Choosing the Right Index: Decision Framework and Capacity Planning
CHOOSING AN INDEX TYPE
Under 1 million vectors: Flat index (exact search) may be fast enough. Benchmark before adding complexity. 1 to 100 million vectors: HNSW if latency critical (under 10ms) and vectors fit in RAM. 100 million to 1 billion: IVF-PQ for memory efficiency or sharded HNSW across multiple machines. Over 1 billion: Distributed solutions with sharding, typically IVF-PQ with disk storage.
CAPACITY PLANNING
Calculate memory needs before choosing infrastructure. HNSW: vectors + graph = approximately 1.5x raw vector size. For 100M 128 dim vectors: 100M × 128 × 4 bytes × 1.5 = 77 GB RAM needed per replica.

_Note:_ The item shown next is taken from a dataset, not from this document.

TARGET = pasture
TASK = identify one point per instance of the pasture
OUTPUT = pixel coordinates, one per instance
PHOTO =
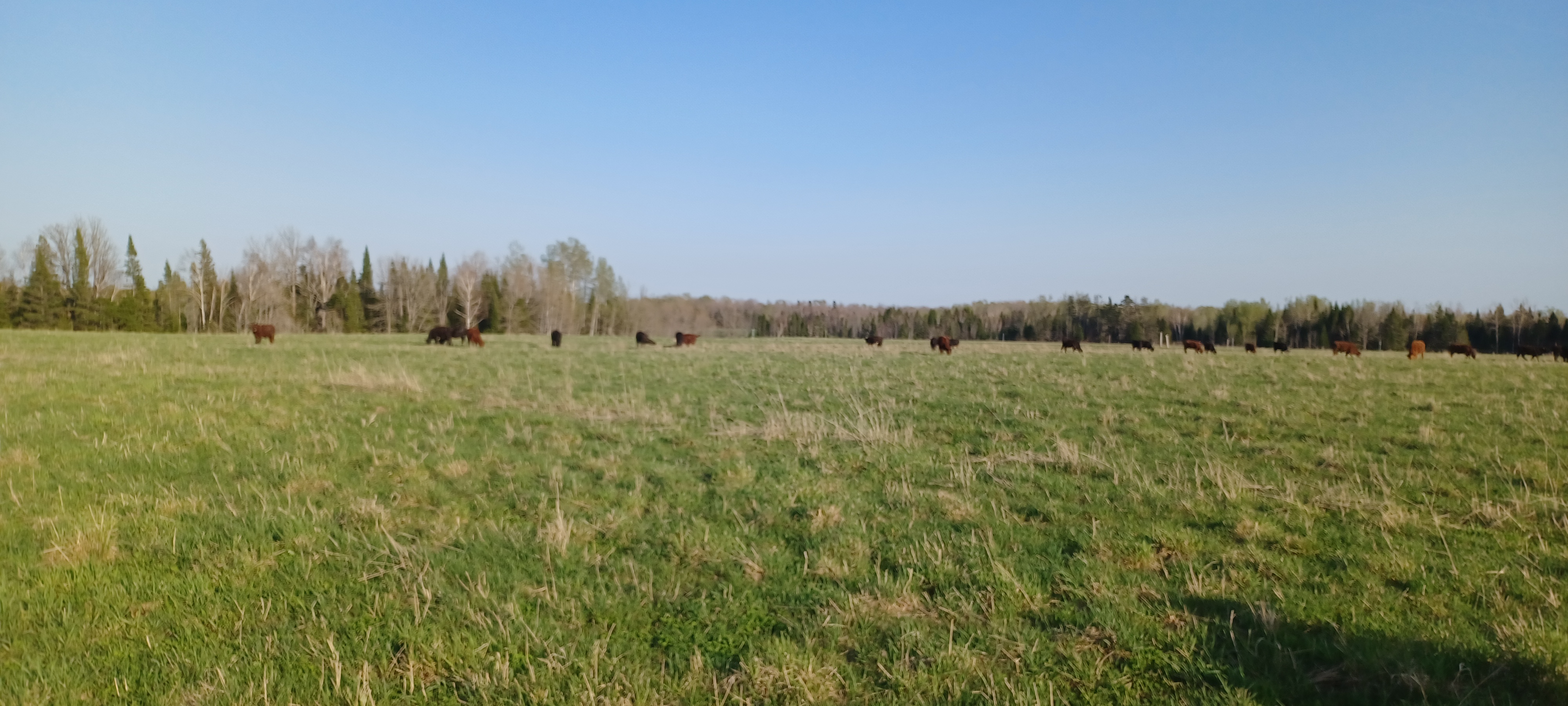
(369, 520)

IVF-PQ: roughly 8 to 16 bytes per vector. 100M vectors = 0.8 to 1.6 GB. Add replicas for query throughput: if one replica handles 100 QPS and you need 500 QPS, deploy 5 replicas.
WHEN TO SHARD
Shard when single machine cannot hold the index or cannot serve required throughput. Sharding strategies: by vector ID range (simple but hot spots possible), by cluster (IVF clusters map to shards), or random (uniform load but complex routing). Sharding adds coordination overhead: query fans out to all shards, results merge. Expect 2 to 5ms overhead per shard added.
LIBRARIES AND TOOLS
FAISS provides IVF, PQ, and flat indexes with GPU acceleration. Hnswlib is a lightweight HNSW implementation. ScaNN optimizes for modern CPUs with SIMD instructions. Milvus and Pinecone provide managed services with sharding and replication built in. Start with FAISS for prototyping, move to managed services for production if operational complexity is a concern.